Dr Hana Patel, GP consultant for Superdrug Online Doctor, said there are a number of symptoms of Kallmann syndrome that typically appear around the time of puberty.
“Aside from signs including delayed puberty, little or no growth of pubic or underarm hair, a lack of menstrual periods, one of the most common symptoms is a poor or absent sense of smell,” she said.
The disrupted sense of smell - known as anosmia - is caused by disrupted development of key nerve cells, Dr Patel explained.
“In some cases, people may notice hearing problems, cleft lip or palate, or differences in kidney development,” she added.
How does Kallmann syndrome impact sexual development?
Dr Patel said Kallmann syndrome can impact both sexual organs and secondary sexual characteristics like the growth of facial hair in men and breast development in women.
“Because the body isn’t producing enough of the key puberty-triggering hormones, sexual development simply doesn’t progress as it should,” she told The Independent.
“This means that features like breast development, periods, testicular growth, and sperm production may be delayed or not occur without treatment.”
But she said that with the right medical care, most people can develop normally and “go on to have healthy sexual and reproductive lives”.

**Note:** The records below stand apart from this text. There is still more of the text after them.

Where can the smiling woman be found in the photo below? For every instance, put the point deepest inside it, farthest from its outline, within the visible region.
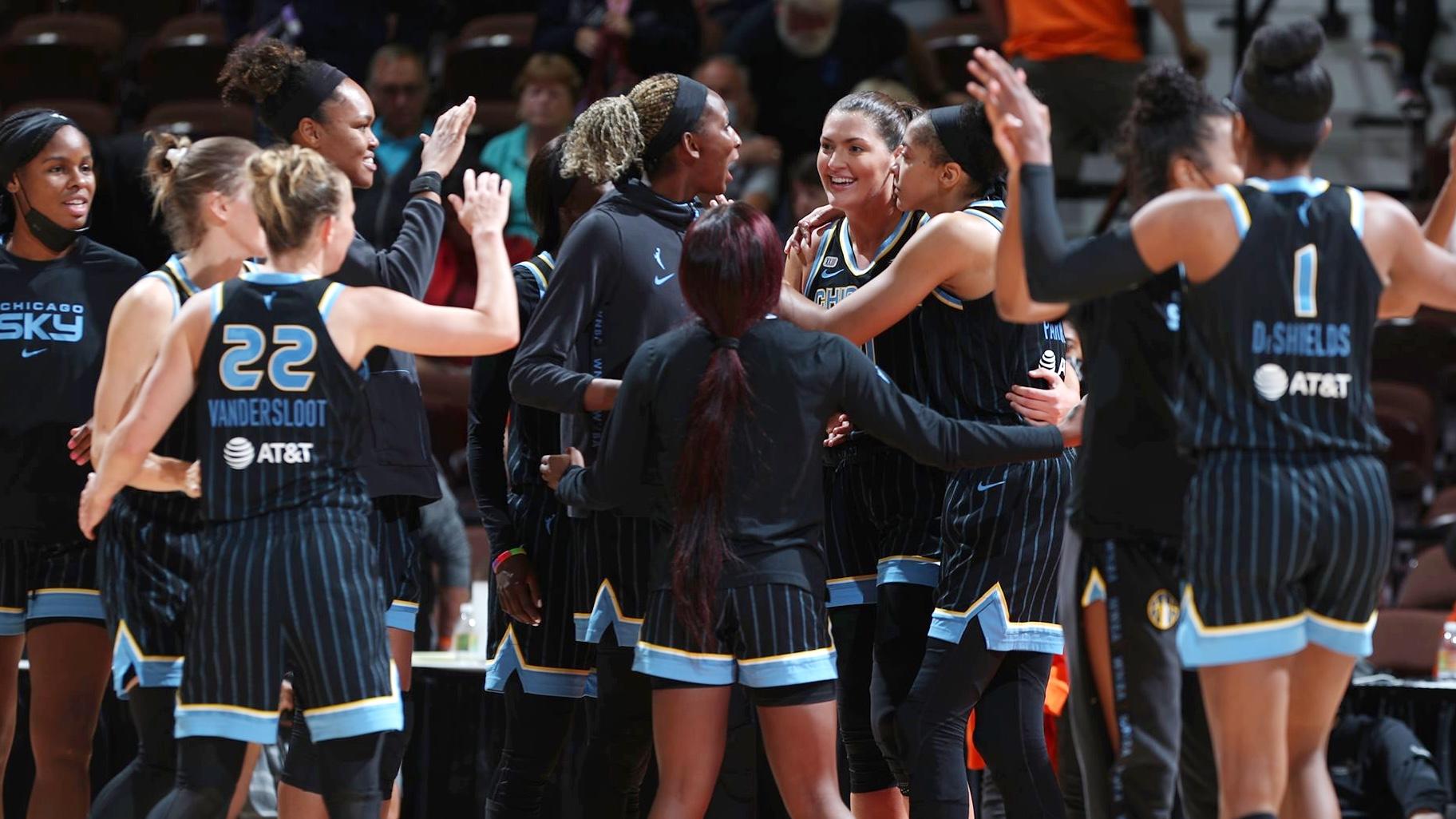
(57, 292)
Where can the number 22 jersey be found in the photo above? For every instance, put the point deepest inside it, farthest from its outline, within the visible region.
(281, 413)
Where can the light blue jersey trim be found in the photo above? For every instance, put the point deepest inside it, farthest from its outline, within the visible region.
(535, 679)
(1001, 633)
(604, 611)
(274, 277)
(1238, 208)
(1247, 643)
(74, 603)
(402, 615)
(909, 568)
(852, 591)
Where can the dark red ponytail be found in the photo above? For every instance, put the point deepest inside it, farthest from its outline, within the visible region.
(730, 275)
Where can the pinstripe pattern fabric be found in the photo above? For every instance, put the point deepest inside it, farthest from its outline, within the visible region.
(766, 635)
(613, 575)
(394, 526)
(47, 580)
(1279, 342)
(148, 548)
(293, 591)
(1283, 551)
(548, 658)
(1003, 529)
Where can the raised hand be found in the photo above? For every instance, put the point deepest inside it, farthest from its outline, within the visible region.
(443, 148)
(487, 203)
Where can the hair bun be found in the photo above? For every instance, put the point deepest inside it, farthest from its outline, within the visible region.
(1165, 93)
(1288, 47)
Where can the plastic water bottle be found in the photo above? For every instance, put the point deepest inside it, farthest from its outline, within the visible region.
(465, 640)
(1446, 653)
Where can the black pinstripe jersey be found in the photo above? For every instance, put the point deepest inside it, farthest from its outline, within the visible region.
(973, 358)
(533, 432)
(1279, 342)
(280, 413)
(835, 275)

How common is Kallmann syndrome?
Kallmann syndrome is “rare,” Dr Patel said: “It’s estimated to affect around 1 in 30,000 males and 1 in 120,000 females.”
However, she added it is thought to be underdiagnosed, especially in women, because symptoms can be more subtle.
What causes Kallmann syndrome?
Dr Patel explained how Kallmann syndrome is caused by changes in certain genes that affect how the brain develops before birth.
“These genetic changes stop some hormone-controlling cells from moving to the right place in the brain, which affects both puberty hormones and the sense of smell,” she said.
“Several genes can be involved, and while the condition can run in families, it can also happen even if no one else has it.”
Can Kallmann syndrome be treated?
The simple answer, Dr Patel said, is “yes”.
“Treatments are available which focus on replacing the hormones the body isn’t producing, and allowing puberty to progress normally, which may include hormone therapy such as testosterone for males or oestrogen and progesterone for females,” she explained.
“When fertility is desired, other specialist treatments can stimulate sperm production or ovulation. With proper medical management, most people with Kallmann syndrome can expect normal sexual development and good long-term health.”